UNDP Indonesia’s work on Islamic finance is part of a broader focus on how new forms of capital can be channeled to support the SDGs through the Innovative Financing Lab. Islamic finance is considered one of the most rapid industries with a 10-12% annual expansion. Moreover, Islamic finance embodies socially responsible and sustainable development, which is in line with the SDGs. Since its establishment, the Lab has made notable achievements in innovative Islamic financing through three main approaches: harnessing, catalyzing, and convening. Indonesia is among the leading countries in adopting the Sustainable Development Goals (SDGs) agenda, illustrated by the Presidential Decree on the SDGs. Domestic private finance is the most significant potential source of financing for the SDGs in Indonesia, comprising almost half of aggregate financing in Indonesia. Islamic finance is an essential component of that domestic private financing, with Indonesia now viewed as an up-and-coming force in Islamic finance in Southeast Asia.

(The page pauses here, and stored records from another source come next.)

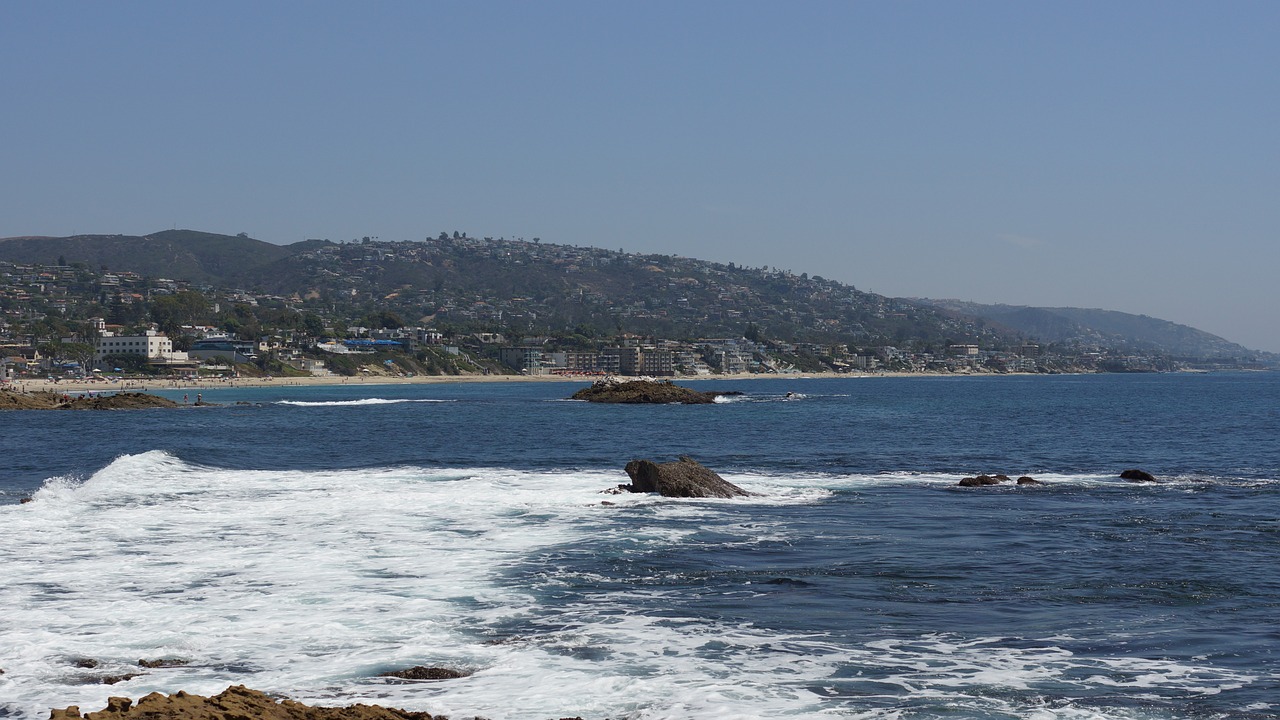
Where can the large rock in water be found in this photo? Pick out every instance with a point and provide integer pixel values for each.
(612, 390)
(233, 703)
(684, 478)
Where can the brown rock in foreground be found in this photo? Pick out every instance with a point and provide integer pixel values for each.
(233, 703)
(45, 400)
(611, 390)
(421, 673)
(684, 478)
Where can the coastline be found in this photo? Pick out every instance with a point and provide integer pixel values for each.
(136, 384)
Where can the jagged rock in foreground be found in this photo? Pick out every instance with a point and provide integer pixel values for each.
(421, 673)
(59, 401)
(233, 703)
(612, 390)
(983, 481)
(684, 478)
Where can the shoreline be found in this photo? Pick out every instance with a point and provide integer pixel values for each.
(151, 384)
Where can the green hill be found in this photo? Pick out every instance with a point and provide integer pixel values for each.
(197, 256)
(1102, 328)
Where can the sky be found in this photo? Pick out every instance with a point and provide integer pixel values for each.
(1091, 154)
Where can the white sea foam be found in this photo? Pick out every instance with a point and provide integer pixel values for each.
(362, 401)
(311, 583)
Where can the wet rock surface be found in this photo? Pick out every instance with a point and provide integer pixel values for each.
(684, 478)
(10, 400)
(233, 703)
(658, 392)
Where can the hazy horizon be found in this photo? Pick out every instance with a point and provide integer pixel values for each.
(1089, 155)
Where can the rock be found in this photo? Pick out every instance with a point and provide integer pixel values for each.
(163, 662)
(612, 390)
(1138, 477)
(684, 478)
(420, 673)
(44, 400)
(233, 703)
(981, 481)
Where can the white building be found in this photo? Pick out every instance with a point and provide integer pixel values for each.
(154, 345)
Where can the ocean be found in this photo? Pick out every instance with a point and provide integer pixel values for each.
(305, 540)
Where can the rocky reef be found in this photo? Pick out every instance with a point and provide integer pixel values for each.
(684, 478)
(45, 400)
(233, 703)
(645, 391)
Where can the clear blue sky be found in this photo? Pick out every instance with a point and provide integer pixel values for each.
(1119, 155)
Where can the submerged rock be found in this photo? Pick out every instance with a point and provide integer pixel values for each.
(233, 703)
(659, 392)
(421, 673)
(81, 401)
(684, 478)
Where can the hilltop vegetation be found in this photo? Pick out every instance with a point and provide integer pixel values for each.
(580, 295)
(1101, 328)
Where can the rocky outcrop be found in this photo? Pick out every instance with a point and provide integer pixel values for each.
(421, 673)
(233, 703)
(684, 478)
(10, 400)
(983, 481)
(612, 390)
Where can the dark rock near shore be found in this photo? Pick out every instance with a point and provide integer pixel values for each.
(981, 481)
(658, 392)
(1138, 477)
(163, 662)
(10, 400)
(421, 673)
(233, 703)
(684, 478)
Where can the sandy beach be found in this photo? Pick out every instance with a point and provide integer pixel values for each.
(150, 384)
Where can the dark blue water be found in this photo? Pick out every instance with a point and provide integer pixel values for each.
(1084, 597)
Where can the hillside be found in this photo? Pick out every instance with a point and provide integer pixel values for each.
(190, 255)
(1102, 328)
(530, 287)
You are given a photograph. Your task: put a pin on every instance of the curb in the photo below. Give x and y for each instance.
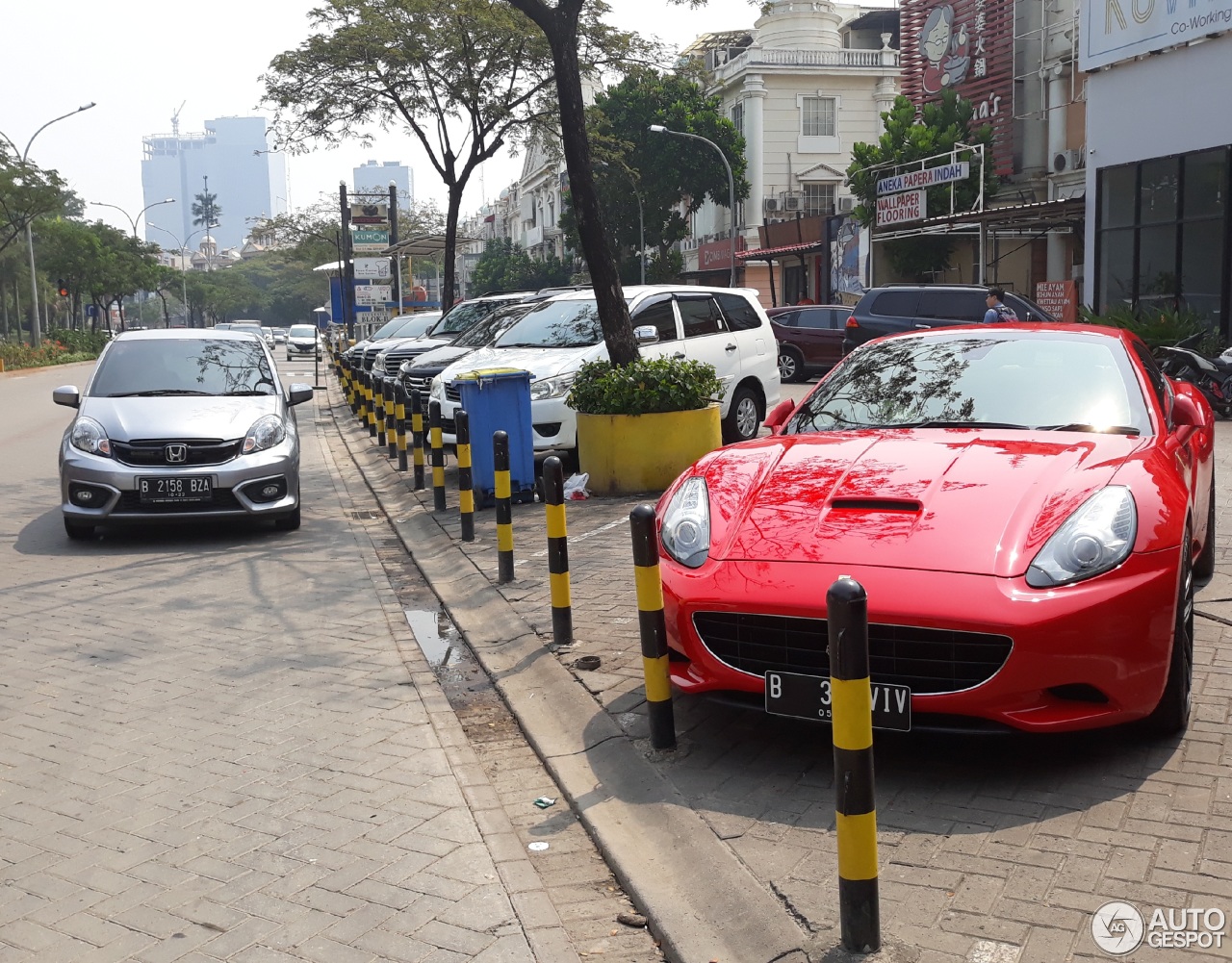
(701, 900)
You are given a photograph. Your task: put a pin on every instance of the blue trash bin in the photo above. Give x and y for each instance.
(500, 399)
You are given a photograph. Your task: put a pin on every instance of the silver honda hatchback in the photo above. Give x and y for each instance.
(181, 425)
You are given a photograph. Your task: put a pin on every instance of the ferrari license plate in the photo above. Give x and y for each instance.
(808, 697)
(180, 488)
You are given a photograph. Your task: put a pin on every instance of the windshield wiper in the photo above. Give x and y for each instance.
(940, 422)
(157, 393)
(1088, 426)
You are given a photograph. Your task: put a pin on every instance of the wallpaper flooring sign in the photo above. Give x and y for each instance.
(967, 46)
(1118, 30)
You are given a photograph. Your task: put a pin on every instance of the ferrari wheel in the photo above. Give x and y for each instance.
(1171, 715)
(743, 418)
(1204, 566)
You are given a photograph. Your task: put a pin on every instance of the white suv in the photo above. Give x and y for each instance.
(724, 326)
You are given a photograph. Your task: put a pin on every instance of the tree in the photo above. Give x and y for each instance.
(667, 172)
(431, 66)
(941, 124)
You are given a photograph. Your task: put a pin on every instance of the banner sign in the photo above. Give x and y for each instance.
(900, 208)
(373, 293)
(927, 177)
(1059, 298)
(1121, 30)
(370, 241)
(967, 46)
(372, 267)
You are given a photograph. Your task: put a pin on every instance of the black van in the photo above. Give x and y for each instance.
(893, 308)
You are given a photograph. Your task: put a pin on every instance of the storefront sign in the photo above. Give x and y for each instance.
(1059, 298)
(900, 208)
(967, 46)
(927, 177)
(1121, 30)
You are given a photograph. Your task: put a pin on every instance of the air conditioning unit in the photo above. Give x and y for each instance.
(1065, 161)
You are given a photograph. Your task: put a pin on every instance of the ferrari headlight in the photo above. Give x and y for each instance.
(89, 436)
(265, 434)
(1096, 537)
(555, 387)
(686, 523)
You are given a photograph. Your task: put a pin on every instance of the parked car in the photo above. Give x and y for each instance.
(809, 339)
(724, 326)
(302, 339)
(1025, 508)
(180, 425)
(893, 308)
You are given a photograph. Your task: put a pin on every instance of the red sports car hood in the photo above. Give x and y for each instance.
(946, 500)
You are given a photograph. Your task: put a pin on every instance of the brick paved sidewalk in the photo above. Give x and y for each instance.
(990, 849)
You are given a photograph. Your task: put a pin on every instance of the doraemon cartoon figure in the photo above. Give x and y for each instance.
(946, 51)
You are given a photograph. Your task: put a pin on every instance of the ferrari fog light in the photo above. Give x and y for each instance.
(686, 523)
(1095, 539)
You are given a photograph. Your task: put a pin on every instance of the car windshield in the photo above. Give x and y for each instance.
(487, 330)
(555, 324)
(1055, 381)
(185, 366)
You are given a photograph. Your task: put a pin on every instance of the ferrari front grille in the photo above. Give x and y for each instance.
(927, 660)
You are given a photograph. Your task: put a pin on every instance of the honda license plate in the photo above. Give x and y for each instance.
(180, 488)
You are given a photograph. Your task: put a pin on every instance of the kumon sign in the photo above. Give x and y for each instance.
(901, 208)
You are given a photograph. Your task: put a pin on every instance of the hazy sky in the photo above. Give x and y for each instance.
(140, 60)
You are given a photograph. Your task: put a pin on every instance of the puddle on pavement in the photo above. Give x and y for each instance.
(438, 638)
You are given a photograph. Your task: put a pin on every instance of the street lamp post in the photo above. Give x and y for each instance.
(731, 184)
(30, 234)
(137, 219)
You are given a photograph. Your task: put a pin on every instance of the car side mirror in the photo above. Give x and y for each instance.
(299, 393)
(66, 395)
(779, 416)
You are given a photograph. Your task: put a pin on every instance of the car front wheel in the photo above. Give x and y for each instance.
(743, 418)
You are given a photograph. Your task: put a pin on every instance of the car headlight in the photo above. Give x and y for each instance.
(89, 436)
(265, 434)
(555, 387)
(1096, 537)
(686, 523)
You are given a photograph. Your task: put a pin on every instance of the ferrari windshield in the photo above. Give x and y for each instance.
(167, 366)
(1040, 381)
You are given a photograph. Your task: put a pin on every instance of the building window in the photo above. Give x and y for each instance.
(1165, 236)
(818, 200)
(817, 115)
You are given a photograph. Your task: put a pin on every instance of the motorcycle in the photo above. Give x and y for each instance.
(1213, 377)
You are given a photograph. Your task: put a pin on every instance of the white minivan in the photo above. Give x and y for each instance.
(724, 326)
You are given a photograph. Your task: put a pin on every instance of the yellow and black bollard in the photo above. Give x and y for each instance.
(557, 552)
(654, 628)
(466, 491)
(417, 436)
(504, 508)
(391, 418)
(847, 614)
(378, 387)
(434, 430)
(399, 414)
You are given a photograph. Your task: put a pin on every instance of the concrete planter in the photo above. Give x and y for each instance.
(631, 453)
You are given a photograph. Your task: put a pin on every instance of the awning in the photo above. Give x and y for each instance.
(766, 254)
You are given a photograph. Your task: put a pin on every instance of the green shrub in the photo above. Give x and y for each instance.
(645, 387)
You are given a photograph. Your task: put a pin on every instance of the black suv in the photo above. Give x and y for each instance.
(893, 308)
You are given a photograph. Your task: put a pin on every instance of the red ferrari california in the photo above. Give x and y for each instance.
(1025, 505)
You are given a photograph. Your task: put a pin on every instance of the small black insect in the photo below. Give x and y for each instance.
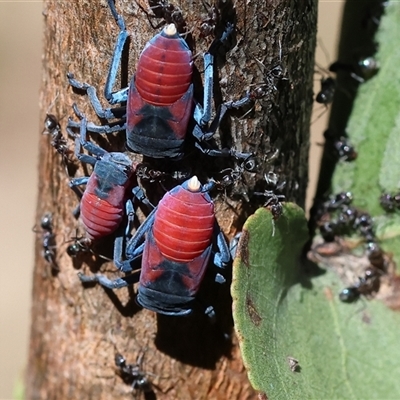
(390, 203)
(48, 241)
(273, 196)
(366, 285)
(132, 374)
(339, 146)
(52, 127)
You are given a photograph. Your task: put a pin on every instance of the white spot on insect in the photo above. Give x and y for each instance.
(170, 30)
(194, 184)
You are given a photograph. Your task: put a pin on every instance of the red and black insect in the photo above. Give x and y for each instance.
(176, 251)
(104, 202)
(160, 100)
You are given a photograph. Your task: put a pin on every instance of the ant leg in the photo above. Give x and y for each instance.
(109, 283)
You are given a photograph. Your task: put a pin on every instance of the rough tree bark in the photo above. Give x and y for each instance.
(76, 330)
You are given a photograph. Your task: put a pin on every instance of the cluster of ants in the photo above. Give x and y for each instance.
(336, 218)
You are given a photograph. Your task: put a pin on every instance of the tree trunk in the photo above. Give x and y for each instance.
(77, 330)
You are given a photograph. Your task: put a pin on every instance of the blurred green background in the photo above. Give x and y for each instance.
(20, 127)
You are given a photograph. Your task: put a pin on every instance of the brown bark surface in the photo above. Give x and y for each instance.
(76, 330)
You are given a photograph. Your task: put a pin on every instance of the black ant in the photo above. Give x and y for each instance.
(58, 141)
(271, 194)
(133, 375)
(389, 202)
(48, 241)
(209, 23)
(339, 146)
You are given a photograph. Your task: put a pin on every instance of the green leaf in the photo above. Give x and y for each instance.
(374, 126)
(344, 351)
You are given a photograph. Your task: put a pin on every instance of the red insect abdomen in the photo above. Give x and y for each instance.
(99, 216)
(164, 70)
(183, 224)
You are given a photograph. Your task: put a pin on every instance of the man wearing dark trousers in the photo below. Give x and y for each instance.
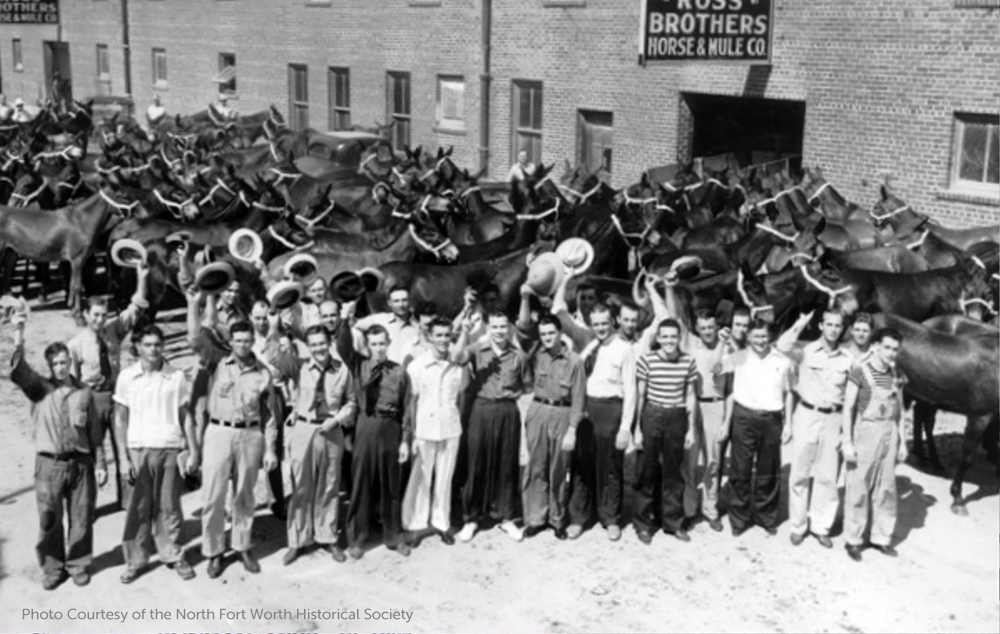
(381, 444)
(667, 382)
(67, 444)
(758, 416)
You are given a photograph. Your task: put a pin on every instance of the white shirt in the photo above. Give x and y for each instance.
(759, 382)
(154, 401)
(436, 384)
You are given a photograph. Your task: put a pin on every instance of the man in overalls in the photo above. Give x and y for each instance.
(872, 446)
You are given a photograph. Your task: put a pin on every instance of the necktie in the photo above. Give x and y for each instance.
(371, 389)
(104, 358)
(319, 395)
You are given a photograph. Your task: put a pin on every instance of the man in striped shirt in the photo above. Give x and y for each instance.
(667, 380)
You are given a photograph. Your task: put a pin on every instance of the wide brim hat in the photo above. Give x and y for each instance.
(215, 277)
(577, 254)
(347, 285)
(285, 294)
(373, 280)
(301, 268)
(128, 253)
(245, 244)
(545, 273)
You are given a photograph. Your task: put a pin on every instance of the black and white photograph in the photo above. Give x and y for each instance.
(499, 316)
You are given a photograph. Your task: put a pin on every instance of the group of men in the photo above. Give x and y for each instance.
(412, 391)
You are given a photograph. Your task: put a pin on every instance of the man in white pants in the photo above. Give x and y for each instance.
(436, 385)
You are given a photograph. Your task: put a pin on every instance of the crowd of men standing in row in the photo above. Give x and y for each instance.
(307, 384)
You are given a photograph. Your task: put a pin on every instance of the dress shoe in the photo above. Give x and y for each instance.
(131, 574)
(336, 553)
(888, 551)
(291, 555)
(403, 549)
(512, 530)
(854, 552)
(468, 532)
(250, 563)
(184, 570)
(214, 567)
(53, 581)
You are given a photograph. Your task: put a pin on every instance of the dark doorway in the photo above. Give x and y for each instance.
(58, 73)
(753, 130)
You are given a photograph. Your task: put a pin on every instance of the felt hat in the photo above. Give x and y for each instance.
(301, 268)
(215, 277)
(128, 253)
(347, 285)
(546, 273)
(577, 254)
(372, 279)
(285, 294)
(245, 244)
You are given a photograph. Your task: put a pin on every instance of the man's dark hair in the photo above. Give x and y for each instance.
(550, 320)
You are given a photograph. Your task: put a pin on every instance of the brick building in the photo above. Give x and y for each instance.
(902, 89)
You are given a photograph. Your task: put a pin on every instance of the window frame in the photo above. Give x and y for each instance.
(400, 133)
(517, 130)
(456, 124)
(160, 83)
(229, 88)
(296, 107)
(958, 184)
(339, 102)
(17, 54)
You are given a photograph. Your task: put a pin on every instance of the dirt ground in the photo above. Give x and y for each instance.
(945, 579)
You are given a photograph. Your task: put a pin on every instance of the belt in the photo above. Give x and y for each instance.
(238, 424)
(822, 410)
(64, 457)
(563, 402)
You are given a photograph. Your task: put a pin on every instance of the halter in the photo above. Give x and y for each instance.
(287, 243)
(831, 293)
(121, 207)
(746, 298)
(427, 247)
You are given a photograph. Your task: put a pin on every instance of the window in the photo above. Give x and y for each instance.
(227, 74)
(527, 120)
(595, 136)
(398, 98)
(18, 58)
(340, 98)
(159, 68)
(451, 103)
(976, 159)
(298, 96)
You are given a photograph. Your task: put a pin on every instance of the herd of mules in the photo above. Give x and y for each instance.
(779, 243)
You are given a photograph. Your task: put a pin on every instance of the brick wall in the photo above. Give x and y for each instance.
(881, 80)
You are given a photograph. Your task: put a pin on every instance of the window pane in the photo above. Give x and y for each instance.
(973, 152)
(993, 167)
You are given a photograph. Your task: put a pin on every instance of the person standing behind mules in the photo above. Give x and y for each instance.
(325, 404)
(67, 446)
(872, 444)
(758, 417)
(152, 399)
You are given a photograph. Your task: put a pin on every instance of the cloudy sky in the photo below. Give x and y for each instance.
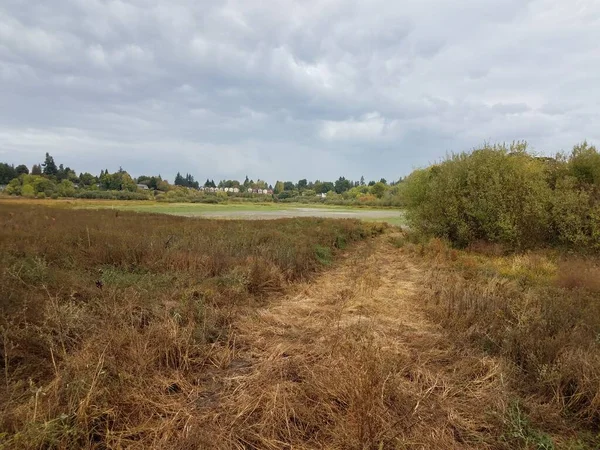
(292, 89)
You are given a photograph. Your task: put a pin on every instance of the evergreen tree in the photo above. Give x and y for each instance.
(49, 166)
(22, 169)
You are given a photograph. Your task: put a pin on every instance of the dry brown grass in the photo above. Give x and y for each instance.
(538, 311)
(346, 362)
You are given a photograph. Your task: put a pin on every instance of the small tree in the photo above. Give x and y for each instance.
(49, 166)
(22, 169)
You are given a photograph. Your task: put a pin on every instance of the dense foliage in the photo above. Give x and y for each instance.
(507, 195)
(50, 180)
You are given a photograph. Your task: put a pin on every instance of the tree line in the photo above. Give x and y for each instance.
(55, 180)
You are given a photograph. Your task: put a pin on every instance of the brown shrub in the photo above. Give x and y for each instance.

Islamic finance embodies socially responsible and sustainable development, which is in line with the SDGs.

Our Works
in Faith Based Finance

Zakat for SDGs

UNDP and the National Zakat Board (BAZNAS) join forces to harness the full potential of zakat to achieve the SDGs in Indonesia, which was formalized in the signing of the MoU in April 2017. It was followed by the launch of a joint (UNDP-BAZNAZ) report on The Role of Zakat in Supporting the SDGs in June 2017. BAZNAS contributed zakat funds ($350,000) to implementing a micro-hydropower plant project in four districts in the Jambi Province of Sumatra, which we believe is the first time a zakat organization has committed to supporting the SDGs anywhere in the world. The provincial state-owned Bank Jambi has also contributed to the partnership through CSR funds ($281,357). The micro-hydro initiatives are part of a bigger Global Environment Facility (GEF) project to support renewable energy in Indonesia. To date, five installations have been in operation in five villages and have been completed and inaugurated by the Ministry of National Development Planning, benefiting more than 4000 beneficiaries.

The partnership has been extended to a broader synergy in disaster recovery in quake-hit West Nusa Tenggara and Central Sulawesi. BAZNAS contributed $142,000 in zakat funds. New partners have joined forces, along with BAZNAS (i.e., Principal Asset Management with its Islamic Philanthropy Fund and Ammana Fintek Syariah), to scale up MSMEs through the sharia fintech platform. The disaster recovery program benefitted almost 10,000 people in Sambik Elen village in Lombok and Tuva village in Central Sulawesi. UNDP knows that COVID-19 brings multiple burdens to people in disaster-affected areas. This new initiative falls under the Local Economic Development for Resilience Community (LEDRC) project, covering Jambi, West Nusa Tenggara, and Central Sulawesi.